You can treat the first eight episodes kind of like an intro. Strike Witches tries to introduce all of the girls and the world in fastforward during the vast majority of its first season. The story picks up in the last four episodes, though. Like, really
picks up. Suddenly, we get some kind of interesting underlying plot behind the Neuroi (the “alien” enemy forces), intrigues within the own military, relevant developments unfold. I actually binge-watched the last part of the anime while I could only go with one or two episodes at a time before. It really gets you in the mood for season two. The fanservice easens up, and although the anime can’t quite let go of the “the power of friendship” crap we know all too well, there’s big potential behind the mystery of “what are the Neuroi” and “where did they come from?” Maybe they aren’t really the enemy? But why did they attack humanity in the first place? Has something changed? You won’t get the answers, not in the first season at least, though.

All in all, Strike Witches pulls a reversed anime: It’s nothing special/meh for its first two-thirds, and then picks up towards the end. Usually, we get anime that starts strong and ends meh.
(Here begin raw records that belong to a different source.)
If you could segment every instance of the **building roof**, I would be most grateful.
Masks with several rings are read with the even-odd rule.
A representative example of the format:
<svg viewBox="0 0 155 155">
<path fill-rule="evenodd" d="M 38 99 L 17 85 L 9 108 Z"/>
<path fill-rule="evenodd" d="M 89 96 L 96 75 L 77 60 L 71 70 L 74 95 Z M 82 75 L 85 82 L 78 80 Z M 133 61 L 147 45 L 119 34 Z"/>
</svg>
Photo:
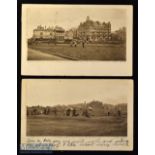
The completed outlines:
<svg viewBox="0 0 155 155">
<path fill-rule="evenodd" d="M 64 32 L 65 31 L 62 27 L 59 27 L 59 26 L 56 26 L 54 30 L 58 31 L 58 32 Z"/>
</svg>

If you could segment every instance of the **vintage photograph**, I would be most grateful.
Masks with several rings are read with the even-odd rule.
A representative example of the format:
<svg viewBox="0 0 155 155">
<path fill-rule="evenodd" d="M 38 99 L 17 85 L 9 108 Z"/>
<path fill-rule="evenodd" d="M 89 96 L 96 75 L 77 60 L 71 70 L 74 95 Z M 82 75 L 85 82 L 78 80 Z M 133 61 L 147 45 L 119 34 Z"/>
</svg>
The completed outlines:
<svg viewBox="0 0 155 155">
<path fill-rule="evenodd" d="M 132 5 L 22 5 L 23 74 L 93 75 L 100 65 L 101 75 L 132 74 Z"/>
<path fill-rule="evenodd" d="M 132 80 L 23 80 L 21 138 L 121 137 L 131 147 L 132 100 Z"/>
<path fill-rule="evenodd" d="M 28 60 L 126 60 L 126 10 L 27 9 Z"/>
</svg>

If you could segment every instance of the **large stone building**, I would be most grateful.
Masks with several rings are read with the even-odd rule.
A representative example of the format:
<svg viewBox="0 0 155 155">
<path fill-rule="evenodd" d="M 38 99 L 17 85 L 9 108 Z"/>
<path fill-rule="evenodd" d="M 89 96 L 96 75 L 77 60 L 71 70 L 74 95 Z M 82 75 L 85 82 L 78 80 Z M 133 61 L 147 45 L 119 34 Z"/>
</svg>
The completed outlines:
<svg viewBox="0 0 155 155">
<path fill-rule="evenodd" d="M 64 41 L 65 30 L 61 27 L 56 26 L 52 27 L 43 27 L 39 25 L 36 29 L 33 30 L 34 39 L 53 39 L 57 42 Z"/>
<path fill-rule="evenodd" d="M 51 27 L 46 28 L 39 25 L 36 29 L 33 30 L 33 38 L 35 39 L 54 39 L 55 32 Z"/>
<path fill-rule="evenodd" d="M 103 42 L 111 39 L 111 23 L 93 21 L 86 18 L 77 28 L 64 30 L 62 27 L 43 27 L 39 25 L 33 30 L 34 39 L 51 39 L 56 42 L 65 40 L 82 39 L 90 42 Z"/>
<path fill-rule="evenodd" d="M 109 40 L 111 35 L 111 23 L 93 21 L 86 18 L 85 22 L 80 23 L 77 29 L 77 36 L 90 41 Z"/>
</svg>

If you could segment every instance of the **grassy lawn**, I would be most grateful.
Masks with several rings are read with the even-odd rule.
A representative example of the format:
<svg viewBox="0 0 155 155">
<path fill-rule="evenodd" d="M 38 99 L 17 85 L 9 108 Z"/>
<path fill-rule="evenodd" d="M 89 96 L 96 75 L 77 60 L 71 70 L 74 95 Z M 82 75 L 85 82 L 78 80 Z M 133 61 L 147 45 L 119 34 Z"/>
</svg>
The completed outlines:
<svg viewBox="0 0 155 155">
<path fill-rule="evenodd" d="M 28 136 L 127 136 L 126 117 L 28 116 Z"/>
<path fill-rule="evenodd" d="M 71 60 L 126 60 L 124 44 L 86 44 L 85 48 L 81 45 L 70 47 L 69 44 L 36 44 L 29 45 L 29 48 Z M 28 60 L 30 60 L 29 52 Z M 42 58 L 42 60 L 46 59 Z"/>
</svg>

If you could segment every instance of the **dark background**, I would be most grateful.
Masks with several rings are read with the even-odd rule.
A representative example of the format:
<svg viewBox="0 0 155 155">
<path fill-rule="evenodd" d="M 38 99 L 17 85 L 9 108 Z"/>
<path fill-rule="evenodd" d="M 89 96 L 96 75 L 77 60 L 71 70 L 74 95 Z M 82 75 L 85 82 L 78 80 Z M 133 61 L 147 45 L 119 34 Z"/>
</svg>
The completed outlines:
<svg viewBox="0 0 155 155">
<path fill-rule="evenodd" d="M 133 76 L 24 76 L 21 75 L 21 5 L 22 4 L 109 4 L 133 5 Z M 17 0 L 17 154 L 99 154 L 138 155 L 138 0 Z M 134 147 L 133 151 L 20 151 L 21 80 L 22 79 L 133 79 Z"/>
</svg>

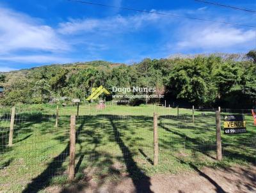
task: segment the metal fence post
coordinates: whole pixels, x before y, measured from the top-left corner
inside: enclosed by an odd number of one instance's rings
[[[158,164],[157,114],[154,112],[154,166]]]
[[[14,130],[14,119],[15,117],[15,107],[12,108],[11,123],[10,124],[9,146],[12,146]]]
[[[68,179],[73,180],[75,178],[75,156],[76,156],[76,116],[70,116],[69,149]]]
[[[220,111],[216,111],[216,153],[217,160],[221,160],[222,158],[221,152],[221,135],[220,127]]]

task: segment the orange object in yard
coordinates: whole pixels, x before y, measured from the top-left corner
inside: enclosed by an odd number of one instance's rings
[[[252,113],[254,119],[254,125],[256,126],[256,110],[252,109]]]

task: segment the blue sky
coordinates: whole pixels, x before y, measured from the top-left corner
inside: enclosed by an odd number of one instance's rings
[[[255,0],[212,1],[256,10]],[[194,0],[91,2],[256,26],[256,14]],[[178,53],[245,53],[255,47],[256,28],[66,0],[0,2],[0,72],[92,60],[131,64]]]

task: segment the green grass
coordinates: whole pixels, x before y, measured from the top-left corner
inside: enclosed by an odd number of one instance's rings
[[[43,191],[45,187],[68,183],[69,120],[77,109],[60,107],[55,127],[55,108],[17,108],[12,147],[7,146],[10,111],[1,112],[0,192]],[[154,112],[159,116],[156,166],[152,166]],[[90,176],[103,183],[129,176],[136,183],[156,173],[255,163],[256,128],[251,115],[245,116],[246,134],[227,135],[221,132],[223,158],[218,162],[214,112],[196,111],[195,123],[191,114],[191,110],[180,109],[177,116],[175,108],[150,105],[109,104],[102,111],[96,111],[95,105],[81,105],[76,120],[76,181]]]

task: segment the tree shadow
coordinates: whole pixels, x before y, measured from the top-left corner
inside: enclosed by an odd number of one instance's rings
[[[113,117],[109,116],[109,119],[112,125],[115,141],[122,151],[127,172],[132,178],[136,192],[153,192],[150,189],[151,185],[151,183],[150,181],[150,178],[147,176],[141,171],[141,169],[137,166],[136,162],[132,158],[132,153],[131,152],[127,146],[125,146],[125,143],[122,139],[122,135],[120,132],[118,130],[115,125]],[[140,180],[138,180],[138,177],[140,177]]]
[[[79,127],[76,132],[76,138],[80,134],[85,123],[85,119],[83,120],[81,125]],[[39,176],[32,180],[26,188],[22,191],[23,193],[38,192],[44,187],[50,185],[51,179],[61,170],[62,165],[66,158],[69,156],[70,143],[69,141],[66,148],[57,157],[54,157],[52,161],[48,164],[47,167]]]
[[[141,155],[146,158],[146,160],[151,164],[151,165],[154,165],[154,162],[153,160],[149,158],[146,153],[144,153],[143,150],[142,150],[141,149],[139,149],[139,151],[140,153],[141,153]]]
[[[207,151],[212,150],[211,147],[212,146],[216,146],[216,144],[213,144],[213,145],[212,144],[205,145],[206,143],[204,141],[202,141],[201,140],[198,140],[197,139],[195,139],[195,138],[190,137],[188,136],[187,135],[180,133],[174,130],[170,130],[169,128],[164,127],[163,124],[160,123],[159,125],[159,126],[168,132],[171,132],[173,134],[180,136],[180,137],[182,137],[183,139],[186,139],[186,141],[187,141],[187,139],[188,139],[188,141],[191,143],[192,144],[186,143],[185,143],[185,148],[192,150],[194,151],[199,151],[212,159],[216,159],[216,157],[214,157],[212,155],[207,153]]]
[[[13,158],[10,158],[8,161],[6,161],[4,163],[1,164],[0,165],[0,170],[4,169],[4,167],[8,167],[10,166],[10,164],[11,164],[13,160]]]
[[[196,171],[199,175],[201,176],[204,177],[206,180],[207,180],[211,184],[212,184],[215,188],[216,188],[216,192],[218,193],[227,193],[226,191],[225,191],[220,185],[219,185],[214,180],[213,180],[210,176],[209,176],[207,174],[200,171],[196,166],[194,164],[191,164],[191,162],[186,162],[182,160],[180,160],[177,157],[175,157],[180,163],[186,165],[189,165],[191,168],[193,168],[195,171]]]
I’m just looking at season one here, though, and not at what season two could be. Season one is an okay anime that is, at first, all over the place and oversaturated with fanservice, but ends strong. Would I watch it again? Meh, no. Do I regret having watched it? No. Would I recommend it? It’s not a must-watch. It’s a solid anime with an intriguing setting and much potential. I guarantee you, you’ve seen worse. To me, it’s a weak 7. The setting and last bit of season one heave it above average.